At equilibrium, the concentration of $N_{2 (g)}$ is going to be 0.30M

Explanation:

We first need the reaction.

With the information given we can assume that is:

$N_{2 (g)}$ + $O_{2 (g)}$ ⇄ 2 $NO_{(g)}$

If there is placed 0.600 moles of NO in a 1.0-L vessel, we have a initial concentration of 0.60 M NO; and no $N_{2 (g)}$ nor $O_{2 (g)}$ present. Immediately, $N_{2 (g)}$ and $O_{2 (g)}$ are going to be produced until equilibrium is reached.
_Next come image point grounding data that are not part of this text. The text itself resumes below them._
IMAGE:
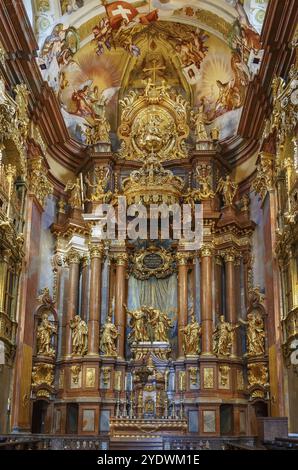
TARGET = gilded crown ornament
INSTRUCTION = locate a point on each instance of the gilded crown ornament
(152, 184)
(153, 122)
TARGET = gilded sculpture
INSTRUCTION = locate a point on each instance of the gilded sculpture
(153, 121)
(160, 324)
(79, 332)
(255, 334)
(138, 325)
(109, 335)
(42, 374)
(223, 337)
(148, 324)
(257, 374)
(152, 184)
(99, 187)
(45, 332)
(191, 337)
(228, 188)
(203, 177)
(197, 120)
(75, 190)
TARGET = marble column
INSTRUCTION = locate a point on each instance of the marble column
(73, 292)
(4, 261)
(229, 258)
(85, 287)
(182, 261)
(218, 286)
(96, 255)
(120, 300)
(206, 301)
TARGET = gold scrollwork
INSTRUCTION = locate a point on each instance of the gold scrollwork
(152, 261)
(153, 122)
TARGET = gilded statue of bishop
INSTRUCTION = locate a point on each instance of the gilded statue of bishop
(191, 337)
(223, 337)
(109, 335)
(45, 332)
(79, 332)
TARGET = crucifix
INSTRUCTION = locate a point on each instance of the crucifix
(154, 69)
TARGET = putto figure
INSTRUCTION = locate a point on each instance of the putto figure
(228, 188)
(223, 337)
(109, 335)
(45, 332)
(79, 332)
(75, 199)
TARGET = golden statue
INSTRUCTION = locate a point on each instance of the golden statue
(191, 337)
(204, 181)
(79, 335)
(197, 120)
(109, 335)
(45, 332)
(101, 181)
(255, 334)
(223, 337)
(228, 189)
(74, 187)
(160, 323)
(101, 130)
(88, 136)
(137, 323)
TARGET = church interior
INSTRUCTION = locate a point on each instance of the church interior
(110, 341)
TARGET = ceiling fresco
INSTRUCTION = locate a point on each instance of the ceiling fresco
(93, 52)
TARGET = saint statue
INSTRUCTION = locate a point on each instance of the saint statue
(204, 181)
(255, 334)
(197, 120)
(137, 323)
(109, 335)
(79, 333)
(228, 189)
(45, 332)
(160, 323)
(75, 190)
(99, 187)
(101, 130)
(191, 337)
(223, 337)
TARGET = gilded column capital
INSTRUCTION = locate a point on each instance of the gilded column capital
(230, 255)
(120, 259)
(85, 260)
(5, 255)
(206, 250)
(182, 258)
(218, 260)
(96, 251)
(73, 256)
(265, 174)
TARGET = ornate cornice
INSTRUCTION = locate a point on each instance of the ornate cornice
(96, 251)
(39, 184)
(120, 259)
(73, 256)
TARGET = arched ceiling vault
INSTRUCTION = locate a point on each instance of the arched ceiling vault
(215, 39)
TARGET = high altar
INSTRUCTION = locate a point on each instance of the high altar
(162, 350)
(109, 329)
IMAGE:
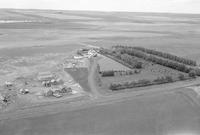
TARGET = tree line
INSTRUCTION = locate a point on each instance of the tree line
(164, 55)
(144, 82)
(164, 62)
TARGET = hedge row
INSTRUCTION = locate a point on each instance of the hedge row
(144, 82)
(164, 55)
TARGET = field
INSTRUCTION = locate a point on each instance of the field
(33, 41)
(109, 64)
(162, 114)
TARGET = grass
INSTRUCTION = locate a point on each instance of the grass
(80, 75)
(147, 115)
(106, 64)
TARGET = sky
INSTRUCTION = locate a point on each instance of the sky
(172, 6)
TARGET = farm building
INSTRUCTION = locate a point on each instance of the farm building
(8, 84)
(45, 76)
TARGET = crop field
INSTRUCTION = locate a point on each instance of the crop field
(109, 64)
(162, 114)
(33, 41)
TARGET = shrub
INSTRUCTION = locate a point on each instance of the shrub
(169, 79)
(181, 77)
(192, 73)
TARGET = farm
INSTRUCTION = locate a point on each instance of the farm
(42, 79)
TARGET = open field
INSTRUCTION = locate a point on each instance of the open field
(163, 114)
(38, 40)
(107, 64)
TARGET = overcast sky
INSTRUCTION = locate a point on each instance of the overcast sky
(178, 6)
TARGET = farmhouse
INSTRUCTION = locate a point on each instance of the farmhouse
(45, 76)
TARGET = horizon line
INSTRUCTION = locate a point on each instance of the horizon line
(106, 11)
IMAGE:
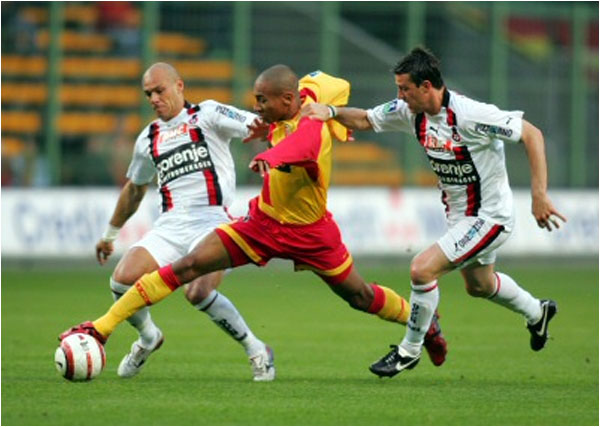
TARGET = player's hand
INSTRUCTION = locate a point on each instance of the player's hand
(545, 213)
(260, 166)
(316, 112)
(103, 250)
(258, 130)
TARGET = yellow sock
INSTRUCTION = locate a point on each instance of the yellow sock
(149, 289)
(388, 305)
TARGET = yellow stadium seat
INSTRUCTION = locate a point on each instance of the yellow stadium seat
(72, 41)
(179, 44)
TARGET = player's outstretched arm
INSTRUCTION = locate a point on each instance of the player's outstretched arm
(128, 203)
(257, 130)
(542, 208)
(352, 118)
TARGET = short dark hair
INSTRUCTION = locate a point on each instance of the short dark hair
(422, 65)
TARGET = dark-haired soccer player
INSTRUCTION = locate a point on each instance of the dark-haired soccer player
(464, 142)
(288, 220)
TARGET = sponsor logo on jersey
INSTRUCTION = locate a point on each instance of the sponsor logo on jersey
(493, 130)
(391, 106)
(230, 113)
(454, 172)
(171, 134)
(183, 160)
(469, 235)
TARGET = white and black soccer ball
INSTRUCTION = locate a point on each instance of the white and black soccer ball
(80, 357)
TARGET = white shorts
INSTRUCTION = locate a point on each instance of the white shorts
(473, 239)
(174, 235)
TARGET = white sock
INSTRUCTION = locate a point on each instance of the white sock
(423, 302)
(222, 311)
(140, 320)
(510, 295)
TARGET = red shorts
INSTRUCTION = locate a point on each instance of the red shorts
(318, 247)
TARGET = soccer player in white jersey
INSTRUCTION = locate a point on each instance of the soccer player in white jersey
(464, 142)
(187, 148)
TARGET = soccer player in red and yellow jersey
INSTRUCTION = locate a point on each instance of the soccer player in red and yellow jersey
(288, 220)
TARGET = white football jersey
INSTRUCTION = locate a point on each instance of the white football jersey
(190, 156)
(464, 143)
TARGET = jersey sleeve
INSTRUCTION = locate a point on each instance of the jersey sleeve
(391, 116)
(227, 120)
(488, 120)
(141, 170)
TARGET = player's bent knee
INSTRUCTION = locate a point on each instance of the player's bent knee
(419, 274)
(199, 290)
(476, 290)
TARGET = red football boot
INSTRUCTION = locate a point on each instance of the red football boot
(434, 342)
(84, 328)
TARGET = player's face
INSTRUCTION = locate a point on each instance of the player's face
(164, 93)
(415, 96)
(269, 105)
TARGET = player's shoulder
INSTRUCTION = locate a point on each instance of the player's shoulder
(469, 109)
(218, 110)
(149, 129)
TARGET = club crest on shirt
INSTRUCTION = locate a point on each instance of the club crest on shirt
(230, 113)
(391, 107)
(171, 134)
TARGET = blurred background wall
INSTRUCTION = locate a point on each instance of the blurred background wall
(72, 104)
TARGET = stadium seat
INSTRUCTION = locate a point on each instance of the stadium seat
(73, 41)
(178, 44)
(112, 68)
(101, 95)
(74, 13)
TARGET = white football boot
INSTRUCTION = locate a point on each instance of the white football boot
(133, 361)
(263, 367)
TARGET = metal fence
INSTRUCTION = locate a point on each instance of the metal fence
(72, 105)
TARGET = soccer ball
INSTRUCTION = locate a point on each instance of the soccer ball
(80, 357)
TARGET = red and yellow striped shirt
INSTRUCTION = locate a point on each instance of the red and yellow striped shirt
(295, 190)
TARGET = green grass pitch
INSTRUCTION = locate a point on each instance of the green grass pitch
(322, 351)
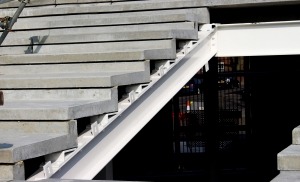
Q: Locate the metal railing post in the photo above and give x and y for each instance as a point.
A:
(11, 21)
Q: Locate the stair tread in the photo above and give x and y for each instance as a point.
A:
(287, 176)
(55, 109)
(105, 37)
(76, 80)
(15, 146)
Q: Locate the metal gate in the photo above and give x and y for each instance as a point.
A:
(193, 127)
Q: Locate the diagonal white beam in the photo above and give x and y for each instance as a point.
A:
(94, 156)
(258, 39)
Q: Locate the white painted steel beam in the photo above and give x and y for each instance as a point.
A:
(95, 155)
(258, 39)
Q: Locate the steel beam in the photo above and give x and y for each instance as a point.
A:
(94, 156)
(258, 39)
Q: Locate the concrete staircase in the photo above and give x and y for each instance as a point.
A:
(288, 160)
(68, 62)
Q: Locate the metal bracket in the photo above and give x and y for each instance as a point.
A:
(4, 22)
(95, 128)
(24, 1)
(48, 170)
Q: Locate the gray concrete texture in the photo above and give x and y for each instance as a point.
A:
(75, 68)
(25, 34)
(90, 47)
(12, 171)
(155, 18)
(105, 37)
(287, 176)
(289, 158)
(32, 140)
(88, 57)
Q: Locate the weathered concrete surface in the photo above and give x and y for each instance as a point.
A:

By the ICE (initial, change, equilibrium) analysis:

I: [ $N_{2 (g)}$ ]=0 ; [ $O_{2 (g)}$ ]= 0 ; [ $NO_{(g)}$ ]=0.60M

C: [ $N_{2 (g)}$ ]=+x ; [ $O_{2 (g)}$ ]= +x ; [ $NO_{(g)}$ ]=-2x

E: [ $N_{2 (g)}$ ]=0+x ; [ $O_{2 (g)}$ ]= 0+x ; [ $NO_{(g)}$ ]=0.60-2x

Now we can use the constant information:

$K_{c}=\frac{[products]^{stoichiometric coefficient} }{[reactants]^{stoichiometric coefficient} }$